In an initially light and witty manner, Roger takes Nick for an instructive evening out, showing him the art of picking up girls from the first contact to getting them into bed, a shorter, nastier version of what Stephen Potter called 'Woomanship'. He assures Nick that he must retain to the very end the quality that, according to Magic Johnson, sets Michael Jordan aside - 'winning time'.

But it's the naif nephew who steadily, if unconsciously, undermines Roger during a long session sitting in a bar and on park benches with a couple of attractive single women (Elizabeth Berkley, Jennifer Beals) Roger picks up. We learn that Roger comes from a dysfunctional middle-American family. Rejected by his father, unloved by his mother, on bad terms with a sister eight years his senior, he's grown up regarding his birth as an accident. His nickname 'Roger Dodger' came from an ability to talk himself out of trouble. His misanthropy and misogyny began at home.

To Roger's fury, it is the innocent, virginal Nick who appeals to the two girls and as he loses control and gets more and more drunk, a lighthearted night on the town in the manner of Neil Simon turns into a brutal journey to the end of the night. Carefully lit by the cinematographer Joaquín Baca-Asay, the movie gets progressively darker.

The film comes to resemble an anteroom of hell and when, eventually, Roger takes Nick to a horrendous subterranean brothel, a trapdoor opens before them in an alleyway like the entrance to hell from which the demons seize Mozart's Don Giovanni.

The movie isn't without its flaws - the office scenes lack conviction and there's a glib, unnecessary coda that attempts to sugar an astringent pill.
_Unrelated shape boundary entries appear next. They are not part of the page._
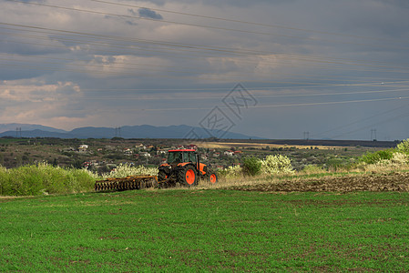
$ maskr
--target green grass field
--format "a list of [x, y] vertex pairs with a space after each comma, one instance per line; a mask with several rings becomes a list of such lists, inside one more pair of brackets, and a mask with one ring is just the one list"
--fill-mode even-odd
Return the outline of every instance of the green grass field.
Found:
[[0, 198], [0, 271], [408, 271], [409, 194]]

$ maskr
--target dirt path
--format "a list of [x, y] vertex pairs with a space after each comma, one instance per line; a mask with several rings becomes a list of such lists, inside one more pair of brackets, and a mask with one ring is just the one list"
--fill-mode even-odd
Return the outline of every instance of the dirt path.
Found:
[[409, 173], [372, 174], [348, 177], [325, 177], [302, 180], [289, 180], [276, 184], [232, 187], [244, 191], [409, 191]]

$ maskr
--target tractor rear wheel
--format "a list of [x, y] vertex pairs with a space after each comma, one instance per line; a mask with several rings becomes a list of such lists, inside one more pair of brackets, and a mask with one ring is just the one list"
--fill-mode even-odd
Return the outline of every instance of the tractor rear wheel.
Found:
[[164, 170], [159, 169], [159, 171], [158, 172], [158, 181], [163, 181], [165, 180], [166, 177], [166, 173]]
[[209, 182], [210, 182], [210, 184], [216, 184], [218, 182], [218, 176], [216, 175], [215, 172], [209, 172]]
[[178, 173], [178, 181], [187, 187], [196, 186], [198, 181], [196, 169], [192, 166], [184, 167]]

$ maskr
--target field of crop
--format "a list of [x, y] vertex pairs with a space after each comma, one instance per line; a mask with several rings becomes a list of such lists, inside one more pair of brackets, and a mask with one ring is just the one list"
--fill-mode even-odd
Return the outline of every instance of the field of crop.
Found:
[[3, 197], [0, 271], [408, 271], [408, 205], [366, 191]]

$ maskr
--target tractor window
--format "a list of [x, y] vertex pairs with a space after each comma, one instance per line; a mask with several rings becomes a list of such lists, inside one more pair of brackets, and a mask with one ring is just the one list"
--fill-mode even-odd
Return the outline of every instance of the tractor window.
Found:
[[168, 156], [168, 163], [180, 163], [182, 162], [182, 154], [178, 152], [169, 153]]
[[193, 152], [189, 152], [189, 161], [195, 163], [196, 162], [196, 155]]
[[189, 152], [183, 152], [183, 162], [189, 162], [190, 158], [189, 157]]

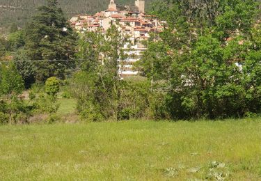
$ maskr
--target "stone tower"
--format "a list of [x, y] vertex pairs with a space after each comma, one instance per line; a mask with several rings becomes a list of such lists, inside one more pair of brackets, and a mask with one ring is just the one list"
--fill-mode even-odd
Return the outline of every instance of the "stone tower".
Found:
[[109, 4], [108, 9], [110, 9], [110, 8], [115, 9], [115, 10], [117, 9], [117, 6], [115, 3], [114, 0], [110, 1], [110, 3]]
[[145, 13], [145, 0], [136, 0], [135, 6], [138, 7], [139, 13]]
But the acting is not to be faulted. Isabella Rossellini is coldly imperious as the agency boss; she could play several of the less lovable women in a film of Toby Young's How to Lose Friends and Alienate People.

Elizabeth Berkley and Jennifer Beals bring a touching warmth and vulnerability to a pair of characters who, at first, seem hard and slightly tarty. Jesse Eisenberg is convincingly gauche as Nick, who's like a high-school kid from American Pie having stumbled into a nineteenth-century French novel.

The major performance, of course, holding the whole thing together, is that of Campbell Scott, one of the most versatile young actors in America today. He manages superbly Roger's controlled desperation and unacknowledged self-hatred. His oppressive chain-smoking is simultaneously part of his technique and a revelation of his inner state. Like his father, the great George C. Scott, he has tremendous presence and never solicits the audience's sympathy.